Von der aktuell viel beschworenen Rückkehr der Klassenfrage ist in der deutschsprachigen Filmkritik nicht viel zu spüren. Klassenverhältnisse werden zwar benannt, wenn ein Film – etwa Bong Joon-Hos erfolgreicher Parasite – diese zum Thema macht. Eine systematische Auseinandersetzung mit der Repräsentation von Klassen in Filmen findet aber nur selten statt. Zugleich geht das Schreiben über Film häufig von einer vermeintlich allgemeingültigen ästhetischen Erfahrung aus, die Position der Schreibenden bleibt unmarkiert.

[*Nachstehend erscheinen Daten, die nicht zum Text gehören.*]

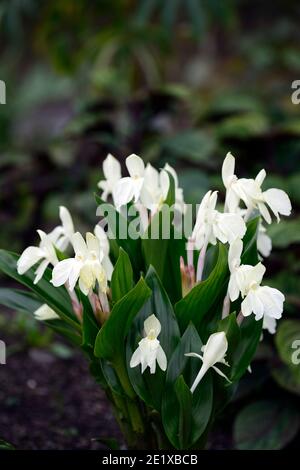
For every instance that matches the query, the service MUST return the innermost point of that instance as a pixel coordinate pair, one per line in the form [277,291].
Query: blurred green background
[178,81]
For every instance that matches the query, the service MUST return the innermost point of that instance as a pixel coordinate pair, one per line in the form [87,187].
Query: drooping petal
[79,244]
[66,220]
[152,324]
[228,169]
[278,201]
[40,271]
[124,192]
[260,177]
[135,358]
[29,258]
[111,168]
[135,166]
[64,271]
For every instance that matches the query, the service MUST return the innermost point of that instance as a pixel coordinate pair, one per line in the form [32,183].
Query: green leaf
[266,425]
[56,297]
[110,341]
[202,301]
[19,300]
[151,386]
[184,398]
[122,276]
[287,341]
[231,329]
[162,247]
[5,445]
[90,326]
[250,330]
[202,398]
[119,236]
[285,378]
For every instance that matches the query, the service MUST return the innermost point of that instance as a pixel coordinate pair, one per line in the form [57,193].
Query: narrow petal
[278,201]
[152,323]
[40,271]
[228,169]
[66,219]
[124,192]
[29,258]
[79,244]
[161,358]
[135,165]
[135,358]
[260,177]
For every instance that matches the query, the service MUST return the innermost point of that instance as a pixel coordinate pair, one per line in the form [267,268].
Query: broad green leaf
[90,326]
[231,329]
[56,297]
[286,378]
[202,398]
[203,300]
[150,386]
[266,425]
[250,330]
[287,341]
[122,276]
[118,229]
[110,341]
[162,247]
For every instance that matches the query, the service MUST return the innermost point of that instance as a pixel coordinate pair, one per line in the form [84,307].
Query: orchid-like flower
[249,190]
[212,225]
[86,266]
[112,172]
[214,352]
[264,242]
[66,229]
[246,280]
[104,247]
[129,188]
[44,312]
[44,254]
[149,350]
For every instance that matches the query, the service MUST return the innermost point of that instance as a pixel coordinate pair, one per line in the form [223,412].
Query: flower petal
[228,169]
[135,165]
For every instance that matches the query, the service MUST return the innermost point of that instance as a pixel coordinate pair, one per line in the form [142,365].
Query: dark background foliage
[175,81]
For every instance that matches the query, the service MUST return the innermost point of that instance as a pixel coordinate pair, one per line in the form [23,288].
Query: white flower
[155,188]
[214,351]
[130,187]
[112,172]
[66,230]
[264,242]
[179,201]
[44,312]
[211,225]
[44,253]
[249,190]
[104,247]
[269,323]
[149,350]
[86,266]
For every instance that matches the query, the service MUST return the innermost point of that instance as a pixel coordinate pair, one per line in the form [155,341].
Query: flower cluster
[89,270]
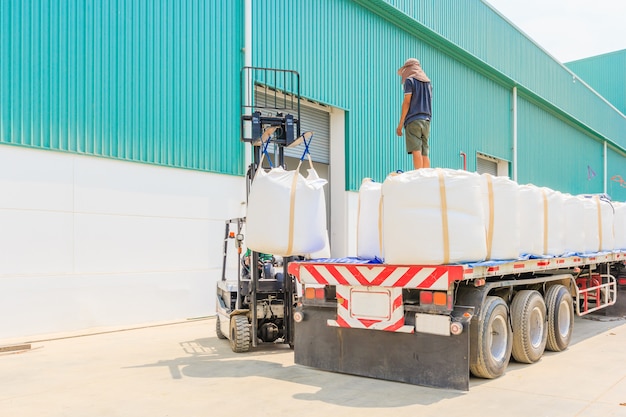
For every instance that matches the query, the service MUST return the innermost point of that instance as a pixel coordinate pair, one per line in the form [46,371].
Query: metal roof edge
[434,39]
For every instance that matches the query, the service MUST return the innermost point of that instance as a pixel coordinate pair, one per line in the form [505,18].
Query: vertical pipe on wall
[247,62]
[514,173]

Dabei beeinflussen gerade solche Filme gesellschaftliche Vorstellungen von Klassenverhältnissen, die diese gar nicht ausdrücklich zum Thema machen. Zugleich gibt es keine neutrale Schreibposition, die nicht von persönlichen Erfahrungen und der eigenen gesellschaftlichen Position geprägt ist – und damit auch von der sozialen Herkunft. In ihrem Buch The Melancholia of Class zeigt die Autorin und Dichterin Cynthia Cruz an vielen Beispielen, dass Zuschauer*innen je nach Klassenperspektive gänzlich unterschiedliche Dinge im gleichen Film sehen können.

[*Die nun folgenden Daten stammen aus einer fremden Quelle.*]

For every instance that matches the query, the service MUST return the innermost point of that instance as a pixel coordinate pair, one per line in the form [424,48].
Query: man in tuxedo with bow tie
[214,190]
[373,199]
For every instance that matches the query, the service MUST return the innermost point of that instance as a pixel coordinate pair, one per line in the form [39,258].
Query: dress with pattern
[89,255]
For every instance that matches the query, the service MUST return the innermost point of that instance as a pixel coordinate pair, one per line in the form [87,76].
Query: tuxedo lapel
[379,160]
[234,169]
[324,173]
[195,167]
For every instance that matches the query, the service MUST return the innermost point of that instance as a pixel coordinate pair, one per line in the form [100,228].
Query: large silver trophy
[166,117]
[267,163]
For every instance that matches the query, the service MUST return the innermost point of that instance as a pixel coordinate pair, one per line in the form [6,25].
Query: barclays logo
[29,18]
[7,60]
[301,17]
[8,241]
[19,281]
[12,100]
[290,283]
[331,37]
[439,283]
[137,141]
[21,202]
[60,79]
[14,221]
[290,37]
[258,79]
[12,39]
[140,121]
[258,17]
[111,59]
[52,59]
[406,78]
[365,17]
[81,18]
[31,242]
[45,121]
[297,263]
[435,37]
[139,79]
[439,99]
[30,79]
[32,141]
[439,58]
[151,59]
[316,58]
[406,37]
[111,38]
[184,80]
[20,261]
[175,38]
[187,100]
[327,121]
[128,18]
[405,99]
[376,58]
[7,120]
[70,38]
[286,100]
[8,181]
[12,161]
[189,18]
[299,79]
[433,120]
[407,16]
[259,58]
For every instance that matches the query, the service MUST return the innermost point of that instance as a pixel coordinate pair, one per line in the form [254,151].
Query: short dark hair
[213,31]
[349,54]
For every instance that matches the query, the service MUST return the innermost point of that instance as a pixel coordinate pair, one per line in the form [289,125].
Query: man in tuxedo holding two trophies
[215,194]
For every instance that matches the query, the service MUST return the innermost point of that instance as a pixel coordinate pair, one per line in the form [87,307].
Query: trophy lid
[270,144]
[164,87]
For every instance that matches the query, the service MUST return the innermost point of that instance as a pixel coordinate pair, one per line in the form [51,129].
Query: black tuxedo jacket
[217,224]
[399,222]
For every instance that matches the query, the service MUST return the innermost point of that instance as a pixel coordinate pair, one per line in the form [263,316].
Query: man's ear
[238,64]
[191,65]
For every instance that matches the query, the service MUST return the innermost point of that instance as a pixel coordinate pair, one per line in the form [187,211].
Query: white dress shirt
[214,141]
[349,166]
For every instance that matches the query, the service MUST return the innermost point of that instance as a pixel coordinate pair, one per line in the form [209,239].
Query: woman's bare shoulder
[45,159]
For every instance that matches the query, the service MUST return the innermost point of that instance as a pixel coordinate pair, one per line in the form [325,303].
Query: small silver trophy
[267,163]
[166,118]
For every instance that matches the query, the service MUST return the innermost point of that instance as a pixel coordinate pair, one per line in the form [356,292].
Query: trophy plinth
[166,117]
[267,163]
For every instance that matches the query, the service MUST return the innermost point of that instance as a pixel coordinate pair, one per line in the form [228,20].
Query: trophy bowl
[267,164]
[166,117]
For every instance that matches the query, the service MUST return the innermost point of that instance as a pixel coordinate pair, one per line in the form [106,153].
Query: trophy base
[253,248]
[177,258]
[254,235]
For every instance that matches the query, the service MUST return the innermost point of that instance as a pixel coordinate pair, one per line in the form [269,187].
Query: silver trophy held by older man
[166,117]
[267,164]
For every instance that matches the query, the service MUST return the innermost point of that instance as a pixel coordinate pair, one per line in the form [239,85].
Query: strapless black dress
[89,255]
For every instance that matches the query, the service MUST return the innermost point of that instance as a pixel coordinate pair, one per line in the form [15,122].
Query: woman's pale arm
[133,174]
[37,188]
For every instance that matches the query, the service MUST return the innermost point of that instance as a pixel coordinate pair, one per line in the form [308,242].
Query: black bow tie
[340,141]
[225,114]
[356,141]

Ausgehend von diesen Beobachtungen veranstaltet die Woche der Kritik in Zusammenarbeit mit der Rosa-Luxemburg-Stiftung eine Schreibwerkstatt zur kommenden Berlinale 2025. Anhand des Film-Programms der Berlinale sowie der Woche der Kritik wollen wir gemeinsam die Möglichkeiten eines klassenbewussten Schreibens über Film ausloten. Folgende Leitfragen sind dabei zentral:
- Wie legitimieren oder kritisieren Filme bestehende Klassenverhältnisse? Welche Vorstellungen von Klassen und der Klassengesellschaft lassen sich in Filmen wiederfinden?
- Inwiefern greifen Filme auf klassistische Stereotype zurück oder können diese sichtbar machen?
- Welche ästhetischen Zugänge zum Thema Klasse finden sich in Filmen aus dem Berlinale-Programm und der Woche der Kritik wieder?
- Wie könnte ein «klassenbewusstes» Schreiben über Film aussehen, das sich der eigenen Position innerhalb einer Klassengesellschaft bewusst ist?
- Welche sozialen Codes müssen gelernt und bedient werden, um sich in einem kulturellen Raum wie der Berlinale bewegen zu können?
Die Teilnehmenden werden eigenständig Texte verfassen, teilweise zu vorher festgelegten Filmen des Programms von Berlinale und Woche der Kritik, teilweise zu selbst gewählten Themen. Die Texte werden professionell lektoriert und im Online-Magazin der Woche der Kritik veröffentlicht.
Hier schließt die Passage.